In the spirit of full disclosure I should point out here that Ali Selim, who directed Sweet Land, is a professor at MCAD. I've met and spoken to him briefly. He is a soft-spoken man with tired eyes. He looks like a director. I submit to you that although this may be seen as a conflict of interest, this point of intersection with my own life invited me to cast an even more critical eye over the film, looking for mistakes I wouldn't have made, had I been in Selim's position. This is his first feature film, and I noticed a few mistakes similar to those I made in Wholesale Souls. Most notably, the beginning is jumpy, flitting in between three different time periods in what at first seems to be an unnecessary complication of things. However, by the end of the film, all is tied together and all three time periods resolve nicely.
Selim has, until now, worked primarily as a director of commercials. This shows very clearly in his film, and in no bad way. Successful commercials employ extremely efficient storytelling. They say only what they mean to say, and they can make a tube of toothpaste into the most exciting thing you have ever seen. Had Sweet Land been directed by a more standard-fare independent filmmaker, it would have been incredibly dull, but Selim is able to move the story along without rushing it or compromising its subject.
One of the most interesting and ultimately rewarding directorial choices Selim makes is to leave large portions of the film in untranslated German as spoken by one of the main characters, a German immigrant. No lapsing into English, no overdubbing, no subtitles. Nothing. A director of weaker constitution might have given up on such a concept early into the film, but the fact that it is consistent throughout is what makes it work. Of course, for this to work requires a spot-on performance, and Elizabeth Reaser delivers it and more. She gives the entire movie an energetic personality, something lacking from most period pieces.
Sweet Land is charming and succinct—poetic in its simplicity, exuding the same quiet confidence as the community it depicts. I am tremendously proud that an MCAD faculty member has produced a work of this caliber.
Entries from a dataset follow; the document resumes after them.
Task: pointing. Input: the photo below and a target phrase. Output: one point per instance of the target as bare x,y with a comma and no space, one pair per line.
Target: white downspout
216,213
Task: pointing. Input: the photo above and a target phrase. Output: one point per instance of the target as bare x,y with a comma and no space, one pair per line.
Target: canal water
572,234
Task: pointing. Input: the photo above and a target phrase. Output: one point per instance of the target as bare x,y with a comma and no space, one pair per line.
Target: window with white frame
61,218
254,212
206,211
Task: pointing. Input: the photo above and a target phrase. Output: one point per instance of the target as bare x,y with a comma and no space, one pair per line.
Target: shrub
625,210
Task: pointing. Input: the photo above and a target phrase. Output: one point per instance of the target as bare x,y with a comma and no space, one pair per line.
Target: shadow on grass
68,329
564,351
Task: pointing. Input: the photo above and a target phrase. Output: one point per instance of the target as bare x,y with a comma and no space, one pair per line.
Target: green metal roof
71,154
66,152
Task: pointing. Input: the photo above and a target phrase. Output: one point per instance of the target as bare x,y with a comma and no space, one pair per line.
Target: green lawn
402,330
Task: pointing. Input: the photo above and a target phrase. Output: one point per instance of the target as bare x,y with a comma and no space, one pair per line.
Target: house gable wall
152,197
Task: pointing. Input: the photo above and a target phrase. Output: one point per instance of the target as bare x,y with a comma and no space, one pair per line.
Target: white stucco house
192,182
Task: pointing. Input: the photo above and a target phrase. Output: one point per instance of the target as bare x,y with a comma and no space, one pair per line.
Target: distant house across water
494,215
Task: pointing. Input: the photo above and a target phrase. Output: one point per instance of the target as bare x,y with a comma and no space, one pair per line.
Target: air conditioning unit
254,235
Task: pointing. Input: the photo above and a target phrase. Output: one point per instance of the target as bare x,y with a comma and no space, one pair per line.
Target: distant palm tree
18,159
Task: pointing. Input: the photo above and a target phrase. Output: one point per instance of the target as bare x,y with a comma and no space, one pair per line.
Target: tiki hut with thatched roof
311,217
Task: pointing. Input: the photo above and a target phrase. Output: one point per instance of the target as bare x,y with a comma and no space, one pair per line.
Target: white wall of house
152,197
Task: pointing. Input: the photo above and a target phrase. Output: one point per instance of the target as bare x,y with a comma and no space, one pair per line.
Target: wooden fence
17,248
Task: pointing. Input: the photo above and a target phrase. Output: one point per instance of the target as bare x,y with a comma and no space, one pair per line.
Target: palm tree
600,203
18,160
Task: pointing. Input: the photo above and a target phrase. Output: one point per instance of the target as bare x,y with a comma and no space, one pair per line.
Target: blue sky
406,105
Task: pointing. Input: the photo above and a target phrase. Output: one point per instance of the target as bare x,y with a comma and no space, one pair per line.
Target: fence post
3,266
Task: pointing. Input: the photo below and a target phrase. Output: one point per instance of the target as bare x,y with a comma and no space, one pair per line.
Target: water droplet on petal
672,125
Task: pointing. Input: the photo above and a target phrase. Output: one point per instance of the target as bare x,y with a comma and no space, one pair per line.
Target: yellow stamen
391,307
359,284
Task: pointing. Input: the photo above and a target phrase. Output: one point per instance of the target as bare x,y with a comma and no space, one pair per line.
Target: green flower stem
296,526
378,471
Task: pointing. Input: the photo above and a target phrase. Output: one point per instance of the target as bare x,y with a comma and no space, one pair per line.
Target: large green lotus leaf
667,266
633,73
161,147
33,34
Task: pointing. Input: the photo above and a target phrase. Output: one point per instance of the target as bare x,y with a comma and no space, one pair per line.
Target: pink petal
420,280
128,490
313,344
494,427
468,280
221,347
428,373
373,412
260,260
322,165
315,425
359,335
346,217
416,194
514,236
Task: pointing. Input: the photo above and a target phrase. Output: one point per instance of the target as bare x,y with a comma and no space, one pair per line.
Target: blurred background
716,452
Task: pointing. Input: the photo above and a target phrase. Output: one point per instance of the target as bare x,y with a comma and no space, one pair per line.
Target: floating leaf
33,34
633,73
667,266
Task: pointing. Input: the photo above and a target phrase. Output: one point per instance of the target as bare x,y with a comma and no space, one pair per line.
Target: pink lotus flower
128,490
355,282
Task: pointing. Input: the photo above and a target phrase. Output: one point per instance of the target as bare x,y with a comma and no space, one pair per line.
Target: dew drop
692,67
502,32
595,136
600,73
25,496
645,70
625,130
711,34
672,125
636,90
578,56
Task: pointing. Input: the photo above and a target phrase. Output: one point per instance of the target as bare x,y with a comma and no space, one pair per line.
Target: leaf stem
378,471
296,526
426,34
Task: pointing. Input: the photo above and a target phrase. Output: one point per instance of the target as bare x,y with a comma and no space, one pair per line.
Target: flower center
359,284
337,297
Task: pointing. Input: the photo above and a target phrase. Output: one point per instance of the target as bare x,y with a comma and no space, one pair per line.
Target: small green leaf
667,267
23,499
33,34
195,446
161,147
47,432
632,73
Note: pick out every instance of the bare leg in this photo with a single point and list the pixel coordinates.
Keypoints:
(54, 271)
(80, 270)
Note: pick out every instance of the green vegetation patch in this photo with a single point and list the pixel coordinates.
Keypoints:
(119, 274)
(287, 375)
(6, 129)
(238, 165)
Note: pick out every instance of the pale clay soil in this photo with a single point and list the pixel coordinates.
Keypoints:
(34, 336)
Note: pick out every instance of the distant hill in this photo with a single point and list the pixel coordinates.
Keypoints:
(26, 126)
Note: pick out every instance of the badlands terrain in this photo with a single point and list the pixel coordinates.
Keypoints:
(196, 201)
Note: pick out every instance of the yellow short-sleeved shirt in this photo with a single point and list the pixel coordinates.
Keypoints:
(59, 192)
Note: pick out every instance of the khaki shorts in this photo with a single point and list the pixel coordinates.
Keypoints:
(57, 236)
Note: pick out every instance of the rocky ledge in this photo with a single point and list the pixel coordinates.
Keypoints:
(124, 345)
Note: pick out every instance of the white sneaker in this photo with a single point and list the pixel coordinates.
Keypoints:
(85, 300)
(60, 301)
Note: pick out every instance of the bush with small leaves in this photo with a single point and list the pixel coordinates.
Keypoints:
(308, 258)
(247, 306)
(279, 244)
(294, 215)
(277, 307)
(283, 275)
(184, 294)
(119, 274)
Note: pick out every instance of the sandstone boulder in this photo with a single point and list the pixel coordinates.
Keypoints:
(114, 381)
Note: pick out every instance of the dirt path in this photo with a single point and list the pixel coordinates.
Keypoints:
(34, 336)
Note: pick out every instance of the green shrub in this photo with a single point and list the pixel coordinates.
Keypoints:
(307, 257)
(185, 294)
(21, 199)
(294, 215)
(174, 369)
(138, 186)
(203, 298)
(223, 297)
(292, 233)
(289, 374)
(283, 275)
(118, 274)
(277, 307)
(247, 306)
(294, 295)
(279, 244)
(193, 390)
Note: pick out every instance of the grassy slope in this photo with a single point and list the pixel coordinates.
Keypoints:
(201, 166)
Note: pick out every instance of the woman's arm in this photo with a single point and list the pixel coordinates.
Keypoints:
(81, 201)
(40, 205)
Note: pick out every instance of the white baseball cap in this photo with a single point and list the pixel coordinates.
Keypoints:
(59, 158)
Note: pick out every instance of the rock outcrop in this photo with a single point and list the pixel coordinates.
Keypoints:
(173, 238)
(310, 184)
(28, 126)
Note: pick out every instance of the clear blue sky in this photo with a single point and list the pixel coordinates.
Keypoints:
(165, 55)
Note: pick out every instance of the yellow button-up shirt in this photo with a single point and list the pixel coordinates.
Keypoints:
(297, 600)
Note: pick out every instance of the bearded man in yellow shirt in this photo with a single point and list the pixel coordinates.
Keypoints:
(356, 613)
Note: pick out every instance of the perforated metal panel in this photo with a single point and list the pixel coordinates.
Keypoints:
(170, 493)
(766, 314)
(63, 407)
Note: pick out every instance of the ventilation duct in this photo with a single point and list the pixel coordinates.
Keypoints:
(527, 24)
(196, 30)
A NOTE ON WHERE TO WATCH: Sweet Land closed in Colorado last week and the film is at this point in an extremely limited theatrical release, playing in Landmark theaters around the country through the end of February. Check www.sweetlandmovie.com to see if you've been blessed with an upcoming showing in your neighborhood. Otherwise, wait for the DVD. The film has been getting some much-deserved attention (two Independent Spirit nominations and countless good reviews), and so it seems likely that when the DVD comes out (probably sometime this spring) it will wind up in a Blockbuster near you. Or you can do like I plan to and just buy the DVD. It's absolutely worth it.